ALEXANDER DOWNER: It is Indonesia's interests that a country like Australia, if I could put it this way, puts in a good word for Indonesia around the world, which we do.

I mean, one of the points I make when I go to North America, to the US in particular with my American friends and also with the Europeans, one of the points I make to them is, don't overlook the importance of Indonesia in the context of all the great issues we're dealing with in the world today.

Here is the world's largest Muslim population in any one country and Indonesia is now the world's third largest democracy. Now, Indonesia hasn't had a better friend than Australia in pushing that message.

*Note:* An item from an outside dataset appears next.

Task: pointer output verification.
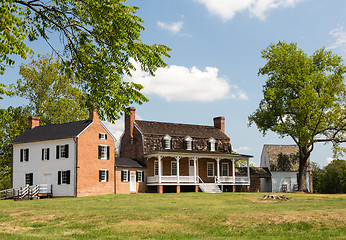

GRAEME DOBELL: The White Paper sets out principles to double Australia's aid budget to $4 billion by 2010, maintaining the traditional focus on the South Pacific and Southeast Asia. One change, though, is an end to the policy that Australian dollars often enter and leave target countries in the pockets of Australian consultants.

The new policy unties Australian aid, meaning it'll no longer be delivered exclusively by Australian companies and consultants. Mr Downer says scrapping the Australia-only policy for aid delivery is a controversial change.

ALEXANDER DOWNER: Importantly, the net benefit we get for the dollars we spend on foreign aid will be greater than it would have been if we'd stuck with the old system, though I acknowledge, you know, this will be somewhat controversial but I've thought about it a lot and I feel very strongly that this is the right thing to do.

HAMISH ROBERTSON: Australia's Foreign Minister, Alexander Downer speaking during the release of a policy paper last week on Australian aid to Asia and the Pacific.